Dear ╭(╯3╰)╮, please choose the satisfactory answer ~ ~.

Dear ╭(╯3╰)╮, please choose the satisfactory answer ~ ~.

In △DEF, DE=DF, and a straight line passing through point A on EF intersects with the extension lines of DE and DF at point B and point C respectively, and be = CF 。

Proof: ab = AC.

Testing Center: congruent triangles's Judgment and Nature.

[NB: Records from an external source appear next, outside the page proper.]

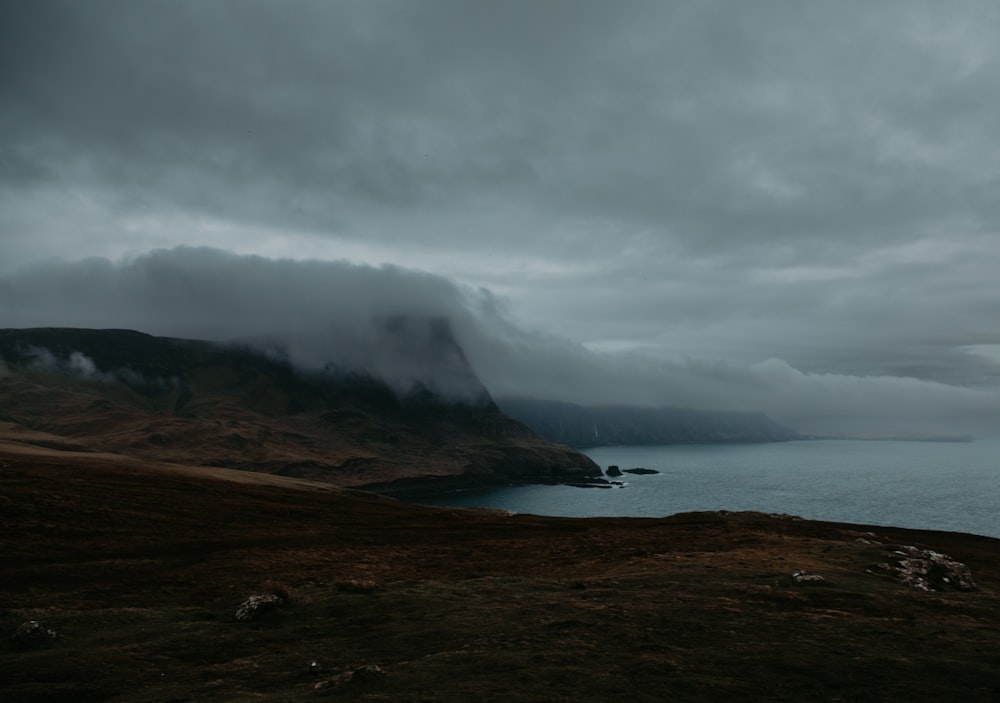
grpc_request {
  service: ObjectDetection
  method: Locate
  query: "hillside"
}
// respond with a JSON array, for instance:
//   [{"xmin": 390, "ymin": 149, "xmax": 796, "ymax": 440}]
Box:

Special topic: proving the problem.

Analysis: Let B be BG∨CD, EF and G intersect. According to the proportion theorem of parallel lines, there is BG: DF = BE: DE, and known DE=DF, so BG=BE, and BE=CF, then the equivalent substitution is BG=CF, which is easy to prove △ ACF △ ABG, and according to the properties of congruent triangles, there is AB =

Answer: proof: pass b as BG∨CD and EF to g,

∫BG∨CD，

∴BG:DF=BE:DE,∠AGB=∠AFC，

And DE = DF,

∴BG=BE，

And ∵BE=CF,

∴BG=CF，

Similarly, ≈GAB =∠FAC,

∴△ACF≌△ABG，

∴AB=AC.

Comments: This question examines congruent triangles's judgment and nature; In solving the problem, we use the theorem of proportion of parallel lines, congruent triangles's judgment and properties, and equivalent substitution. Making auxiliary lines correctly is the key to solve this problem.

Dear ╭(╯3╰)╮, please choose the satisfactory answer ~ ~.

Dear ╭(╯3╰)╮, please choose the satisfactory answer ~ ~.

Dear ╭(╯3╰)╮, please choose the satisfactory answer ~ ~.